The bond trade that some of Wall Street’s biggest banks say will dominate the rest of 2024 is gaining steam before a crucial inflation reading that will help seal the wager’s fate.
The bet — that the US yield curve will normalize toward a steeper slope — is suddenly looking as good as it has in months, with traders eyeing the latest print of the consumer-price index due this week for additional support.
It got an initial boost after President Joe Biden’s June 27 debate performance appeared to ease Donald Trump’s path to retake the White House. In its aftermath, strategists at banks including Citigroup Inc., JPMorgan Chase & Co. and Morgan Stanley have touted the so-called Trump trade. The idea is that the Republican’s policies on tariffs, immigration and deficits will lead investors to demand higher yields on longer-maturity Treasuries.
The next leg up in the trade came Friday, when fresh signs of a softening job market bolstered expectations that the Federal Reserve will cut interest rates this year, spurring a sharp drop in short-dated yields. One closely watched measure of the yield curve — the gap between 5- and 30-year yields — reached the widest since February after the data, although that move pared on Monday as yields rose across maturities in London trading.

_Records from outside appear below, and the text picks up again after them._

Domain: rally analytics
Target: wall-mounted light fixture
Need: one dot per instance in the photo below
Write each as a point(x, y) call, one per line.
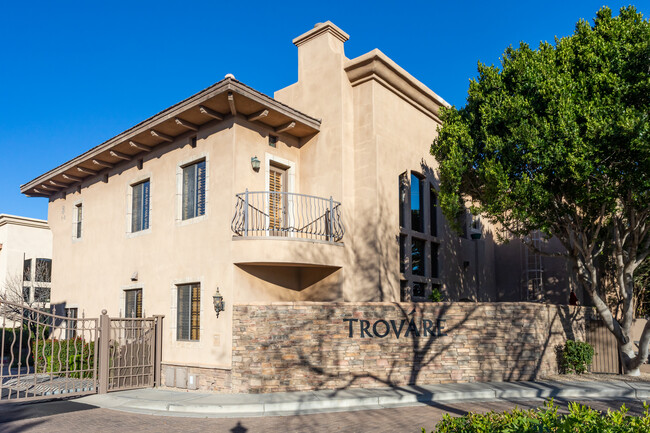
point(255, 163)
point(217, 300)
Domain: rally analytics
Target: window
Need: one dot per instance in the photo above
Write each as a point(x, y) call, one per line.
point(133, 303)
point(71, 324)
point(42, 294)
point(188, 312)
point(43, 270)
point(418, 241)
point(417, 201)
point(140, 206)
point(78, 216)
point(27, 270)
point(194, 190)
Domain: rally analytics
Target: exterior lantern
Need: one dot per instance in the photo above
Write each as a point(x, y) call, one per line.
point(255, 163)
point(217, 300)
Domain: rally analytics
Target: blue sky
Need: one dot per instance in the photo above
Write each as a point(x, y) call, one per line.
point(74, 74)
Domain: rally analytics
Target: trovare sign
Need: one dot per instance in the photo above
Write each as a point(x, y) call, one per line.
point(408, 328)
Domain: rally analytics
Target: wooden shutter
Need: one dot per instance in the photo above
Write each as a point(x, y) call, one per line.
point(189, 174)
point(196, 313)
point(145, 205)
point(188, 312)
point(136, 208)
point(182, 313)
point(275, 199)
point(200, 188)
point(133, 303)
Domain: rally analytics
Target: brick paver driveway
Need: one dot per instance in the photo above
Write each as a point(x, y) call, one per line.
point(71, 417)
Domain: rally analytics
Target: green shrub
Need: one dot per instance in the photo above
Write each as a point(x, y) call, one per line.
point(580, 419)
point(576, 357)
point(66, 357)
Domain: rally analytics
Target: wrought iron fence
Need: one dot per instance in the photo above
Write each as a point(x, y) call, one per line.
point(284, 214)
point(131, 353)
point(44, 355)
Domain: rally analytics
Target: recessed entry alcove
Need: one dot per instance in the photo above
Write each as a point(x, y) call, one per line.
point(295, 281)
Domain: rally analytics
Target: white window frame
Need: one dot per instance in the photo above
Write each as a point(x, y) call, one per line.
point(174, 310)
point(123, 290)
point(291, 184)
point(179, 188)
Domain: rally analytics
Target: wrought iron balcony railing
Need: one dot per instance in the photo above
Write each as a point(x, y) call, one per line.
point(284, 214)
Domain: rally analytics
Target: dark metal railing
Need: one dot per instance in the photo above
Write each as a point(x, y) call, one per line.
point(284, 214)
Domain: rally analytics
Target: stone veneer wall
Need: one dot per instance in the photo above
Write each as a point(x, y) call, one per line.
point(306, 346)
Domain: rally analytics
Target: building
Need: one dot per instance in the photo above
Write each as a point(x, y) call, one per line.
point(25, 260)
point(324, 193)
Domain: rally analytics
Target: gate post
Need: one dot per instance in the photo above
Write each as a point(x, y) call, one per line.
point(104, 347)
point(158, 353)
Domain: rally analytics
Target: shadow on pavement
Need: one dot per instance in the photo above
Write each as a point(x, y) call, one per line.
point(20, 411)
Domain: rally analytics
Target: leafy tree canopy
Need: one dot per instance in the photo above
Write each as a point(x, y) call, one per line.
point(557, 139)
point(558, 132)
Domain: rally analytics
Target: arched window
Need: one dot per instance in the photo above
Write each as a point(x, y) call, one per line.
point(419, 243)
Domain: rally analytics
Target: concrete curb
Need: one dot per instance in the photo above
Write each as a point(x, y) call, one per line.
point(178, 403)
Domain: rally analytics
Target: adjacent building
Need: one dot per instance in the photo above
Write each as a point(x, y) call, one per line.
point(25, 260)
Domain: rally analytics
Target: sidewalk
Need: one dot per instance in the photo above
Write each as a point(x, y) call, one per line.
point(191, 404)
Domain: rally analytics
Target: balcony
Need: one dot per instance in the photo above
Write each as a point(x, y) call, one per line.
point(287, 215)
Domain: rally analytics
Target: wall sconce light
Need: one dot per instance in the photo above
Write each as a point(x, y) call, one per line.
point(217, 300)
point(255, 163)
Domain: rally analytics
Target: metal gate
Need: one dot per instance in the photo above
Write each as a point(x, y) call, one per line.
point(131, 353)
point(606, 358)
point(44, 355)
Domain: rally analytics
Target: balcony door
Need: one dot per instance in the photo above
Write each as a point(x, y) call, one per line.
point(277, 201)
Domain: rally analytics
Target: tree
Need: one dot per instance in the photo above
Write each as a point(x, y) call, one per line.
point(558, 140)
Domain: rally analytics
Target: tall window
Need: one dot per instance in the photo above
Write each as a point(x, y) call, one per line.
point(78, 218)
point(71, 324)
point(194, 190)
point(133, 303)
point(419, 244)
point(42, 294)
point(188, 312)
point(140, 206)
point(43, 270)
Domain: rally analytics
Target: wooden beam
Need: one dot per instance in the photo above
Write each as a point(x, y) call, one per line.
point(231, 102)
point(101, 163)
point(210, 112)
point(86, 170)
point(139, 146)
point(186, 124)
point(257, 116)
point(162, 135)
point(72, 178)
point(120, 155)
point(285, 127)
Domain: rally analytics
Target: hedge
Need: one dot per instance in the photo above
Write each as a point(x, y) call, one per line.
point(580, 419)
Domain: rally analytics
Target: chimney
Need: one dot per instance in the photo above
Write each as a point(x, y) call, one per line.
point(319, 48)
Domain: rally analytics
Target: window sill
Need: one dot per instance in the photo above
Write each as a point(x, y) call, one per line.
point(130, 235)
point(190, 221)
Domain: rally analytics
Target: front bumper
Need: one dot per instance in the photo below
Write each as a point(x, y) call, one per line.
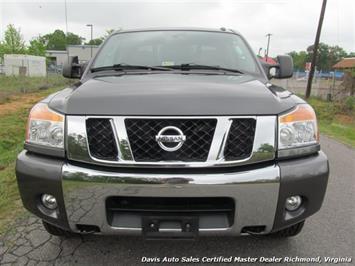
point(259, 191)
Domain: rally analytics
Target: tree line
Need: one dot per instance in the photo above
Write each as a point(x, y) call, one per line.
point(327, 57)
point(14, 43)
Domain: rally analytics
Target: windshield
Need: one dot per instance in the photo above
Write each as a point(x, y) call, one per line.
point(173, 48)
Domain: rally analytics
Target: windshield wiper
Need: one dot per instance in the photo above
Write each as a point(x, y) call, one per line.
point(122, 67)
point(190, 66)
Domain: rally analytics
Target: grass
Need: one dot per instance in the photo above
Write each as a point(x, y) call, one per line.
point(11, 85)
point(13, 117)
point(336, 119)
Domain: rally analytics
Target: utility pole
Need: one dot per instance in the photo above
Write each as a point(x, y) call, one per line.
point(91, 26)
point(268, 46)
point(315, 50)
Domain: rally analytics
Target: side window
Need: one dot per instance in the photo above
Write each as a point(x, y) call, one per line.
point(243, 60)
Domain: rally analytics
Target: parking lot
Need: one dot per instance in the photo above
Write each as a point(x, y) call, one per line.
point(329, 233)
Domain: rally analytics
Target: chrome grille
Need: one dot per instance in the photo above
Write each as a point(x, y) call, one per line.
point(240, 139)
point(101, 139)
point(142, 132)
point(107, 140)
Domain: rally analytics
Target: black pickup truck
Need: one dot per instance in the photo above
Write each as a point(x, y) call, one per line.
point(173, 133)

Easing by the central bank is seen as the steepener bet’s principal driver, which heightens the focus on inflation readings. Consumer prices likely rose at the slowest annual pace since January in June, a Bloomberg survey shows. Evidence of further disinflation may remove a major obstacle to the steepener’s success: Fed officials have been signaling that they’re not ready to lower rates.
“The steepening because of inflation, because of fiscal policy, can continue,” said Cindy Beaulieu, chief investment officer for North America at Conning.
The trade was a market favorite around the turn of the year as well, as investors entered 2024 betting on a series of Fed rate cuts. Instead, a resilient economy and sticky inflation derailed wagers on easing. When the US bond market closed on June 27 hours before the debate, the difference between 5- and 30-year yields was about 5 basis points narrower relative to the end of the year. The trade, in other words, was a loser.
While political developments initiated its revival, a more sustainable move requires the Fed to cut aggressively. That would push short-term yields down more than those on longer tenors, producing what traders call a bull-steepening move.
Though steepening of the Treasury yield curve may continue in the short term, we think recent bear steepening may soon conclude in favor of bull steepening once the Fed begins its rate-cut cycle... Though there are periods when the yield curve bull or bear flattens, the large moves in the curve are related to how the front end moves, suggesting Federal Reserve policy is key to the direction of the yield curve.
—Ira Jersey and Christopher Cain. Read more here.
But there are few signs that the economy is fading to a degree that would trigger an imminent rescue from the Fed. Nor do policymakers seem to be confident enough that inflation is cooling sufficiently.
“When we look at recent jobs and inflation data, we do not see the case for a lot of cuts this cycle,” said Baylor Lancaster-Samuel, chief investment officer at Amerant Investments Inc. “There’s certainly a risk that this Fed will continue to hold rates at a restrictive level well into 2025. So the risk is that we don’t get that aggressive bull steepening anytime soon.”
Goldman Sachs Group Inc. strategists are also skeptical toward the steepener. They expect the 5- to 30-year gap to be basically unchanged in the fourth quarter from current levels.
Strategist Bill Zu points out that when Trump initiated the trade war with China during his presidency, yields declined and the curve flattened as tariffs weighed on productivity and growth. In addition, the relatively small difference in the outlook for US deficits under the two candidates’ policies suggests that any supply-driven yield repricing based on the election should be “modest at best,” he said.
On the other end of the spectrum, strategists at TD Securities anticipate that the spread between 5- and 30-year yields will eventually quadruple from now, to 100 basis points. Fed cuts are integral to that call, which the bank has held since last year. But so is the threat of high deficits no matter which party prevails in November, TD’s Gennadiy Goldberg and his team wrote late last month.
Greg Wilensky, head of US fixed income at Janus Henderson Investors, said he’s “moderately” positioned for a steeper curve by being overweight the five-year part of the curve and underweight longer maturities. The state of the economy will be the main trigger for the strategy, rather than politics, he said.
“The data that we’re going to see is going to, hopefully, increase the probability that a soft landing can be achieved, and the Fed can start cutting rates,” he said. “That’ll be good for steepeners.”